Um indivíduo identificado como Nildo Benjamim Pedro Leitão, vulgarmente conhecido por Nildo Leitão, está no centro de um escândalo em Luanda, sendo acusado de aplicar golpes financeiros a mais de três dezenas de pessoas. Encurralado pelas dívidas, o jovem terá simulado o seu próprio falecimento nas redes sociais como manobra desesperada para escapar aos credores.
Segundo denúncias inicialmente partilhadas pelo portal MWENE-NEWS, o suspeito é um antigo supervisor da casa de apostas Bantu Bet, cargo do qual terá sido demitido por suspeitas de desvio de fundos. Aproveitando-se da sua experiência prévia, Nildo continuou a fazer-se passar por recrutador da empresa, mesmo sem qualquer vínculo laboral activo.
O esquema passava pela solicitação de currículos a candidatos desesperados por uma oportunidade, aos quais era cobrada uma taxa de cerca de 30 mil kwanzas com a promessa de integração directa na empresa. Relatos indicam que, recentemente, o suposto burlador chegou a exigir dinheiro a grupos compostos por até 10 pessoas, acumulando assim avultadas somas monetárias.

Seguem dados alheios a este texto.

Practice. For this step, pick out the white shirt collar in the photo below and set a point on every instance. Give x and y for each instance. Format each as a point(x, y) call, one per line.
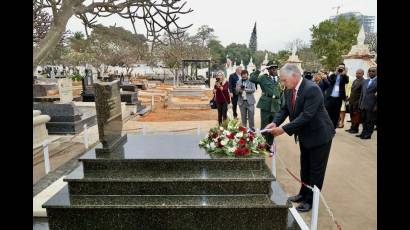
point(298, 85)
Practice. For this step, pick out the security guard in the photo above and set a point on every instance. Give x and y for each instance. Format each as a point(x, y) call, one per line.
point(270, 101)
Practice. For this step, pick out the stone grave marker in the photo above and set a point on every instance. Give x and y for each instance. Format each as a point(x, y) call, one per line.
point(65, 89)
point(109, 115)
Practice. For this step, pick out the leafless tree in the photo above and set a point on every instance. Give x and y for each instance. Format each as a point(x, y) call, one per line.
point(41, 24)
point(371, 39)
point(158, 16)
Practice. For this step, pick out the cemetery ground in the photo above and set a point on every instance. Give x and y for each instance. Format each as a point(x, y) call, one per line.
point(350, 183)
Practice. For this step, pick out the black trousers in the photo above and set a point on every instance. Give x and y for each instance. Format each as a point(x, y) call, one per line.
point(355, 117)
point(369, 121)
point(222, 112)
point(333, 105)
point(313, 162)
point(234, 100)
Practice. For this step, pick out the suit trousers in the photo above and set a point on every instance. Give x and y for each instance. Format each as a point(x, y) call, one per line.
point(247, 113)
point(355, 118)
point(222, 112)
point(333, 105)
point(234, 100)
point(369, 121)
point(313, 162)
point(267, 118)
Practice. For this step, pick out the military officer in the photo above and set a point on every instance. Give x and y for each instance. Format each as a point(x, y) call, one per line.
point(270, 100)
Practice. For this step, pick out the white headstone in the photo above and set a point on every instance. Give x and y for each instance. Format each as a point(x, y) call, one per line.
point(361, 36)
point(294, 49)
point(65, 88)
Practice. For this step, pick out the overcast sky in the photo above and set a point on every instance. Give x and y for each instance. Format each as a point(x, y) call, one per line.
point(278, 21)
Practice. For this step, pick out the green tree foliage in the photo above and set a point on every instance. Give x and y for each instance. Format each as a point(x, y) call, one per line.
point(218, 57)
point(205, 34)
point(238, 52)
point(331, 40)
point(253, 41)
point(259, 56)
point(173, 51)
point(281, 57)
point(107, 45)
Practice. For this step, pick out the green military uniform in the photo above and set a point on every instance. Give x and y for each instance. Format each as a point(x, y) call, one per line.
point(270, 100)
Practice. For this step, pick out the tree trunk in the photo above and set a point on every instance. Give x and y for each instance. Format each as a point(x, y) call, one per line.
point(57, 29)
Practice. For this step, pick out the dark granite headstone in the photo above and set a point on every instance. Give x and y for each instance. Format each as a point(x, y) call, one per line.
point(66, 118)
point(109, 115)
point(131, 98)
point(88, 89)
point(129, 87)
point(41, 90)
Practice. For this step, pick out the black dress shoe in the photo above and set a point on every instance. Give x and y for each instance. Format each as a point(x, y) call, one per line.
point(353, 131)
point(304, 207)
point(297, 198)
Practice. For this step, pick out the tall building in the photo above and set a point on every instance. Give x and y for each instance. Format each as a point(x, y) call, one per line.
point(367, 21)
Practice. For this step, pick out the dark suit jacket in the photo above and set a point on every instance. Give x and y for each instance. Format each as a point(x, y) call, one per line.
point(355, 93)
point(309, 121)
point(368, 101)
point(233, 79)
point(343, 81)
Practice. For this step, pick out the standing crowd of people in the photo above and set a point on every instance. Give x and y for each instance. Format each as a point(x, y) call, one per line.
point(315, 105)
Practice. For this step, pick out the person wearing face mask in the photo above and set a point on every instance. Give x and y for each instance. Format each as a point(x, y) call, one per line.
point(271, 99)
point(336, 93)
point(368, 104)
point(246, 100)
point(221, 91)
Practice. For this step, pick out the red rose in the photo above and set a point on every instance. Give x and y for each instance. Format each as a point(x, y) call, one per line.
point(251, 137)
point(242, 142)
point(242, 129)
point(261, 146)
point(246, 151)
point(238, 152)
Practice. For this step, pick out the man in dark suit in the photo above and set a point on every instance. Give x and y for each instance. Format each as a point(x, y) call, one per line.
point(336, 93)
point(368, 104)
point(233, 80)
point(354, 101)
point(310, 123)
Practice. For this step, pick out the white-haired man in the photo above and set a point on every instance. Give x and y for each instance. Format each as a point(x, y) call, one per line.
point(311, 124)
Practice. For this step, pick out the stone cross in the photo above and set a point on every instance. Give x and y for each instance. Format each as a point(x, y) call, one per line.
point(109, 115)
point(361, 36)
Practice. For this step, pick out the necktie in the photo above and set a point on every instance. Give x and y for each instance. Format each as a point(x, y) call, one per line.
point(293, 98)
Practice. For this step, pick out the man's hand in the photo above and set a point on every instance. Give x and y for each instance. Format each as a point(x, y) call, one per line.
point(277, 131)
point(270, 126)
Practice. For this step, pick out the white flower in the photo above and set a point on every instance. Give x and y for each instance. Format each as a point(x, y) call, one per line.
point(231, 149)
point(224, 142)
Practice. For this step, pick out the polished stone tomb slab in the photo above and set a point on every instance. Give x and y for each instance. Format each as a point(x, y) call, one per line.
point(168, 182)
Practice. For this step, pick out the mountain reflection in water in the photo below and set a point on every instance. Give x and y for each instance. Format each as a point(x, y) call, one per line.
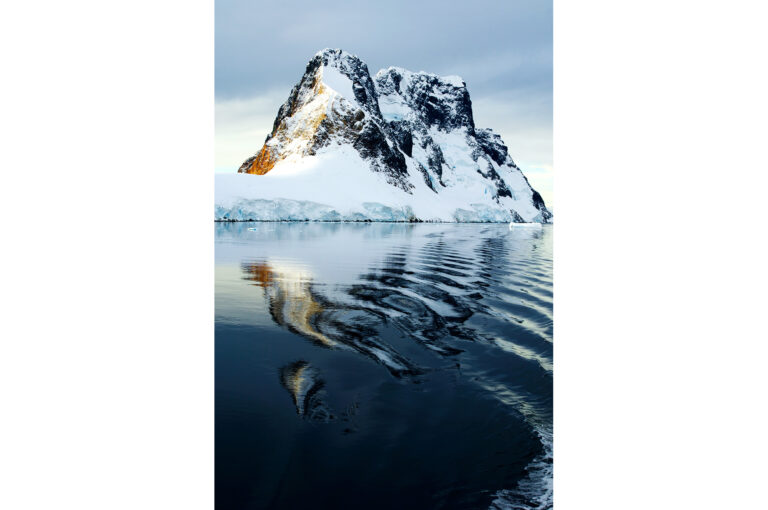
point(458, 316)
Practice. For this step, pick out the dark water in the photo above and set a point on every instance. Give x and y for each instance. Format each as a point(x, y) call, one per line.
point(383, 366)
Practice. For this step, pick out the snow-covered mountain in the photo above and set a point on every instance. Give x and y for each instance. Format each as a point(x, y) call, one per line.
point(401, 146)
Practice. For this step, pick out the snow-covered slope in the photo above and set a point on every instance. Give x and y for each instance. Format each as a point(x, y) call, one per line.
point(399, 147)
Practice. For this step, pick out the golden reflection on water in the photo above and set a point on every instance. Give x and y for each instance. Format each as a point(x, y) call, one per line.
point(291, 302)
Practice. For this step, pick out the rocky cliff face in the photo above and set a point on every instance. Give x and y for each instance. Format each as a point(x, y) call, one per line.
point(415, 130)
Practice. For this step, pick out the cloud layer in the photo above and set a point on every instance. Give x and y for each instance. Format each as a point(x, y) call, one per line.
point(503, 50)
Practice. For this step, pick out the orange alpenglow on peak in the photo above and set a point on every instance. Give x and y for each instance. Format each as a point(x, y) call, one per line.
point(263, 163)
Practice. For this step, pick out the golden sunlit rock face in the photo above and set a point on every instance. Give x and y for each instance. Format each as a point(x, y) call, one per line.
point(263, 163)
point(295, 134)
point(291, 302)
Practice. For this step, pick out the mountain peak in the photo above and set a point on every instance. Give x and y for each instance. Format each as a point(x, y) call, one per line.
point(414, 131)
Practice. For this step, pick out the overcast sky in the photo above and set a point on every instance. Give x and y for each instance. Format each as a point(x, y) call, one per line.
point(502, 49)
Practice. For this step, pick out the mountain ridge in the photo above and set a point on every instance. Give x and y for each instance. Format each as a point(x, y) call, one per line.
point(415, 130)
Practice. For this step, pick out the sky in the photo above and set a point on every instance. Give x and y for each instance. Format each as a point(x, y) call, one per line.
point(501, 48)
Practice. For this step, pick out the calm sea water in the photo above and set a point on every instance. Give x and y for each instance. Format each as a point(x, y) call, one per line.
point(383, 366)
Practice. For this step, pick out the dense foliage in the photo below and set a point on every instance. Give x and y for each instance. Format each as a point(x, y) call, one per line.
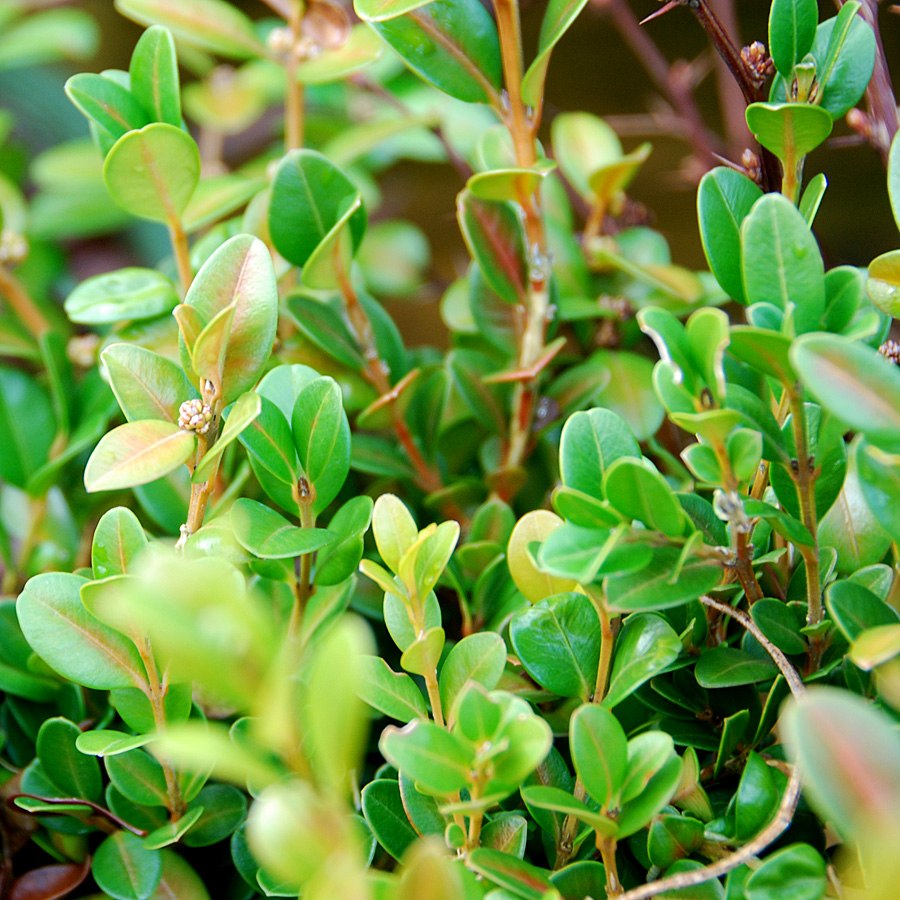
point(574, 609)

Para além das falsas promessas de emprego, Nildo Leitão é também apontado por enganar pessoas do seu círculo mais próximo. O indivíduo solicitava empréstimos financeiros usando justificações de cariz emocional e familiar totalmente forjadas, como alegados problemas graves de saúde da sua filha ou o falso falecimento de um familiar.
Com o volume de cobranças a aumentar e sem meios para restituir os valores extorquidos, o jovem recorreu à internet para anunciar a sua própria morte. No entanto, o plano foi descoberto pelas vítimas, que garantem que Nildo está vivo e se encontra actualmente em parte incerta.
Desesperados por reaver o seu dinheiro e por justiça, os lesados clamam por uma intervenção célere das autoridades competentes e apelam à sociedade para que qualquer informação sobre o paradeiro do suspeito seja imediatamente comunicada à esquadra policial mais próxima.
Até ao fecho desta reportagem, a fonte original da denúncia, MWENE-NEWS, tentou estabelecer contacto com o acusado para o devido contraditório, mas sem qualquer sucesso.